Following their first week off since the beginning of Winter Quarter, six Northwestern fencers return to action this weekend in Memphis as the Wildcats look to turn the Blues City purple.

Freshman sabre Alexis Browne, sophomore foil Alexandra Banin, sophomore epee Pauline Hamilton, freshman epee Anya Harkness, freshman sabre Jacqueline Hua and sophomore foil Amy Jia will all be fencing at the Memphis Cook Convention Center for the 2018 Junior Olympic Fencing Championship.

“In practice, it is a lot like the (North American Cups) we went to,” coach Zach Moss said. “The only real difference is that it is considered the junior level national championships.”

All six fencers have winning records on the year, with Hamilton and Banin leading the way with over 45 wins each this season.

To qualify for the Junior Olympics, which is only for American fencers, the athletes must have been born between 1998 and 2004 and meet certain points requirements or finish at a certain level in a qualifying event.

“Everyone that is going can have a really good result,” Moss said. “The level is appropriate for all of them.”

Five NU fencers participated in last year’s Junior Olympics: Banin, sophomore epee Adelle Berdichevsky, Hamilton, Jia and sophomore sabre Abby Tartell. Hamilton went 6-0 during pool play and was the No. 3 seed in the junior epee tournament before being upset in the round of 64. Jia was the highest placed finisher as she finished in No. 32 out of 213 competitors.

Harkness also competed in the event in 2017 representing her club team from California and tied for No. 173 out of 208 fencers competing in the junior women’s epee event.

Those six fencers are not the only Cats competing on a big stage this weekend. Freshman foil Sarah Filby and freshman epee Marta Amador Molina will both be competing at international events. Filby is competing for Canada at a World Cup event in Mödling, Austria and Molina will represent Spain at the Tournoi de la ville de Dijon in Dijon, France.

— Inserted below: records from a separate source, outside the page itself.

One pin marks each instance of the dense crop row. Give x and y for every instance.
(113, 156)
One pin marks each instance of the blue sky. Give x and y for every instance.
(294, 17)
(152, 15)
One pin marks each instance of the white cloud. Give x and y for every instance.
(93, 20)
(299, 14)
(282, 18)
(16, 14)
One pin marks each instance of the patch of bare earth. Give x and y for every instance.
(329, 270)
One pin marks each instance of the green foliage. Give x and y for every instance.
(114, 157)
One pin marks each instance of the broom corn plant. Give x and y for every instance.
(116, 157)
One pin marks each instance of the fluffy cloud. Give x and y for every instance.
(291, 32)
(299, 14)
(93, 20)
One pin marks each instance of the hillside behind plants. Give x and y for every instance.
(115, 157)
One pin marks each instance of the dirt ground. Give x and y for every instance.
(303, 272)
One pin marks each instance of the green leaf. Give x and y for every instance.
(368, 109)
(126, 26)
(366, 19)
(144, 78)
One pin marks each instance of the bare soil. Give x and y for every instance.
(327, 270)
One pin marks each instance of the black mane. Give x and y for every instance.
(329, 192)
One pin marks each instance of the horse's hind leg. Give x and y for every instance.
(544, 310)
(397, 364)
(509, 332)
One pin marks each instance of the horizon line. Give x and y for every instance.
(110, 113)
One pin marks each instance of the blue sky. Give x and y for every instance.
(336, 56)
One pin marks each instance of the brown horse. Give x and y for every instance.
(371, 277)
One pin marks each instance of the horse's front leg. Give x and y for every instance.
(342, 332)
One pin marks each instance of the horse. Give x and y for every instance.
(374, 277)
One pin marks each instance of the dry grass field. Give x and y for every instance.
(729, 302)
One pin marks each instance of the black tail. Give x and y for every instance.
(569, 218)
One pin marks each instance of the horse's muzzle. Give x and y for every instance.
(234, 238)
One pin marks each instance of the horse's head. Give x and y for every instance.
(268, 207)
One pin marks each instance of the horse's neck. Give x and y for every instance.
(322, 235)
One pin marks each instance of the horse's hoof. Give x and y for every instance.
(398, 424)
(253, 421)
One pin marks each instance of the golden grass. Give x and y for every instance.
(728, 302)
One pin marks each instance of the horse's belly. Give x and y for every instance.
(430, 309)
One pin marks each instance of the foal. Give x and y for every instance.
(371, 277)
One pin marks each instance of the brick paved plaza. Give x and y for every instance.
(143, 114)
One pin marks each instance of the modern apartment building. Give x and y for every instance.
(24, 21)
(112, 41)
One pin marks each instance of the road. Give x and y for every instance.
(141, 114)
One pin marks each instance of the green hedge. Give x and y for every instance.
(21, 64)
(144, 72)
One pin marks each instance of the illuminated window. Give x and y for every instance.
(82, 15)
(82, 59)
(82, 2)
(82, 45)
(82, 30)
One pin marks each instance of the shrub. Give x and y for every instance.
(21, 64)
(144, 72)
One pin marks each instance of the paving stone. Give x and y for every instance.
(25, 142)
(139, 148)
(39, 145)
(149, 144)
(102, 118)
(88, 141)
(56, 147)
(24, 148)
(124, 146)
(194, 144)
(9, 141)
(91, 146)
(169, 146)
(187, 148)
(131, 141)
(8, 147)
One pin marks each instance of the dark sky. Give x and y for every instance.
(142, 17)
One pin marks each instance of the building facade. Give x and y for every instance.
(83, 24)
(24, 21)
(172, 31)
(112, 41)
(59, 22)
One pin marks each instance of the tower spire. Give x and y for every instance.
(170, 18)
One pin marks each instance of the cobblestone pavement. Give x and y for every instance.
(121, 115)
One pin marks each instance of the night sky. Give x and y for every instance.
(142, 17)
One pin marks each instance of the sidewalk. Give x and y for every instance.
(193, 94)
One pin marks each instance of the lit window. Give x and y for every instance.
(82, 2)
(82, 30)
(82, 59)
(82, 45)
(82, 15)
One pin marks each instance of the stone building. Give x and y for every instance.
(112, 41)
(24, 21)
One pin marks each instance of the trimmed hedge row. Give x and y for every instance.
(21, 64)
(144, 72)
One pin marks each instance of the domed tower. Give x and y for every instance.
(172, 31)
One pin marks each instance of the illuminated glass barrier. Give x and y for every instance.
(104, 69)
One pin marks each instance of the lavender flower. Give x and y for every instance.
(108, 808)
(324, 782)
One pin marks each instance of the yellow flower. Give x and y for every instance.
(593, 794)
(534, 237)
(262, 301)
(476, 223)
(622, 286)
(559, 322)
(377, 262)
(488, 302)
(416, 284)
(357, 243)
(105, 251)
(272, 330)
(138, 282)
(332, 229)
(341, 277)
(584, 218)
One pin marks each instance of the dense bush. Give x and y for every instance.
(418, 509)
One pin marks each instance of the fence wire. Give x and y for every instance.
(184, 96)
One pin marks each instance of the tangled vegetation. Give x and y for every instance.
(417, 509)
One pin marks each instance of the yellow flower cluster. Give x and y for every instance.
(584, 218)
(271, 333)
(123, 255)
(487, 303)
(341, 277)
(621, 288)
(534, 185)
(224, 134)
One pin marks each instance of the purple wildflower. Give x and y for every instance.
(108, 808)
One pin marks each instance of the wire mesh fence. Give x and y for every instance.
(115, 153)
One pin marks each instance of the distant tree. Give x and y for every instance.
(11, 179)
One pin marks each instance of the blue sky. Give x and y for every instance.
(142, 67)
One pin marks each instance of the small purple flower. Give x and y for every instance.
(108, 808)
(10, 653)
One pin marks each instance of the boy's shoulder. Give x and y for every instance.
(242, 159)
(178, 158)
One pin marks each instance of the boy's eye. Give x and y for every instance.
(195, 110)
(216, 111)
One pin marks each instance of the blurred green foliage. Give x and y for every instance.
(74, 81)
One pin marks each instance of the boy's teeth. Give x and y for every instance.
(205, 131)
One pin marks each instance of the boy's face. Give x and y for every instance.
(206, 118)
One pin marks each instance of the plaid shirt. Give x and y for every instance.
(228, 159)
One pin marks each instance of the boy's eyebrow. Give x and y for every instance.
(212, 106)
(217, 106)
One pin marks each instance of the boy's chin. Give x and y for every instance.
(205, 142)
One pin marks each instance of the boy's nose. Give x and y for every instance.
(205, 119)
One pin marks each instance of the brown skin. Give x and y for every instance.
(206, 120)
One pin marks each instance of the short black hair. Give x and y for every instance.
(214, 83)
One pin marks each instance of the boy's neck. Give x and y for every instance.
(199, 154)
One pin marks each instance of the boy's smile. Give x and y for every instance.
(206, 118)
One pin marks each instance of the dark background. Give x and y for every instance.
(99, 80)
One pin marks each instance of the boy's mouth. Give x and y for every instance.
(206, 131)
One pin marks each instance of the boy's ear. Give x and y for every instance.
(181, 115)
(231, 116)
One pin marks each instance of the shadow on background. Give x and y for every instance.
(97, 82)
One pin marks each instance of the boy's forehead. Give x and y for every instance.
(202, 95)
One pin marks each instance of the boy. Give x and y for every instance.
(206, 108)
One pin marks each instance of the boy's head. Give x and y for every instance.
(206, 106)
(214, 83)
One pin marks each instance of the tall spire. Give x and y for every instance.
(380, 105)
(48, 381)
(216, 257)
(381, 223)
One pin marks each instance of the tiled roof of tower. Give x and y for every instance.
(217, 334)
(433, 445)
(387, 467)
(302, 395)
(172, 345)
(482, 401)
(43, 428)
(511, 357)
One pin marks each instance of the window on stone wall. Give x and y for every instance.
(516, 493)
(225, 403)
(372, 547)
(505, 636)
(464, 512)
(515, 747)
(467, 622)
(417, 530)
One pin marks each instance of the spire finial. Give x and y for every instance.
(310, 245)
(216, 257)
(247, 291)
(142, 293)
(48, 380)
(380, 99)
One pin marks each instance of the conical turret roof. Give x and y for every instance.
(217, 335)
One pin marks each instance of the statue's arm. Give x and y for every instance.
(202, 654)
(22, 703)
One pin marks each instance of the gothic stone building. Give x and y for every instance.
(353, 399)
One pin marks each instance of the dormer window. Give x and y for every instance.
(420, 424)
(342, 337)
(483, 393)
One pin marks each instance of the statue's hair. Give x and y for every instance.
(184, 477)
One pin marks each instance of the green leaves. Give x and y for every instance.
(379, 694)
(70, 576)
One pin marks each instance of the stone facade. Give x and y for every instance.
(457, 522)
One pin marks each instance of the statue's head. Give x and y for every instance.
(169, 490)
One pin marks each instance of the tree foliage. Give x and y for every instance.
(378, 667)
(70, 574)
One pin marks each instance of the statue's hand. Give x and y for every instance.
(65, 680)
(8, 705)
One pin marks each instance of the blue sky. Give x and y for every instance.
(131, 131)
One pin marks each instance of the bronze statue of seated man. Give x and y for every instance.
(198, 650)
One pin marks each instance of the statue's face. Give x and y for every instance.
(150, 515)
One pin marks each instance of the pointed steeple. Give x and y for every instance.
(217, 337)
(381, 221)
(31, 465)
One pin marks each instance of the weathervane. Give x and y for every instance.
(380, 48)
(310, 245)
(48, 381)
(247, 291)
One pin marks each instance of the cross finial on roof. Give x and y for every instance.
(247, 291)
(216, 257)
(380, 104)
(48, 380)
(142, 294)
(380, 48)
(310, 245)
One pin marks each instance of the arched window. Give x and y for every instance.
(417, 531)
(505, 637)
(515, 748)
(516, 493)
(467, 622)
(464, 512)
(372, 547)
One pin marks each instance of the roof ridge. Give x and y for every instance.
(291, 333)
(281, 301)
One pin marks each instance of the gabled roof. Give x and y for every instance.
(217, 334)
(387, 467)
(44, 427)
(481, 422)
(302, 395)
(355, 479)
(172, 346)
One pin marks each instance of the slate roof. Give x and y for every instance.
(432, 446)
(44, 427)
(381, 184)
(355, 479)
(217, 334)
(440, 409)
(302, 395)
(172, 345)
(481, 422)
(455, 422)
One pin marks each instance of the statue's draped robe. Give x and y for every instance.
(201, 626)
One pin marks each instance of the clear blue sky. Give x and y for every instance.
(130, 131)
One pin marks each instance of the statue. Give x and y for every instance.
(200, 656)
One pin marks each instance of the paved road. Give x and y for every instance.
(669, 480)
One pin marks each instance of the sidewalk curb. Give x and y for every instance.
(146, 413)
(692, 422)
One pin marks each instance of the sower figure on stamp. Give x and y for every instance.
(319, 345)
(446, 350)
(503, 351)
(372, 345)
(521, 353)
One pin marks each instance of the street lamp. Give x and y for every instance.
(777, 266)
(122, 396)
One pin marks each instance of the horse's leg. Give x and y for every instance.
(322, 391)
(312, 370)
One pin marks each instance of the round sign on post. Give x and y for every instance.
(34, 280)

“Those can be some really good results,” Moss said. “Those are tough events. I’m excited to see how they do.”

While the Junior Olympics are a big event for the individuals going, a much greater competition is looming in the near future: the Midwest Fencing Conference championships.

The conference championships will be held next weekend in Columbus, Ohio, and the team has gone all-in preparing for the event. As a result, the Junior Olympics is not the main focus in practice.

“The biggest thing that we are doing is, this sounds terrible, but mostly ignoring JOs,” Moss said. “The way we are practicing is all with conference championships in mind. Within that structure, for these individual people, we are making adjustments.”

One of the biggest things NU has been able to do during the past week is rest. This past weekend was the only weekend the whole team had off since the beginning of January.

Moss said having a week, or two for the 21 fencers not fencing this weekend, of rest following such an exhausting stretch during the middle of midterm season is very important to the team’s psyche.

“That five week stretch is really tiring, mostly mentally for everybody especially because midterms hits three or four weeks in, so just as you are starting fatigue from the fencing mode already,” Moss said. “More than anything, having that time off is huge.”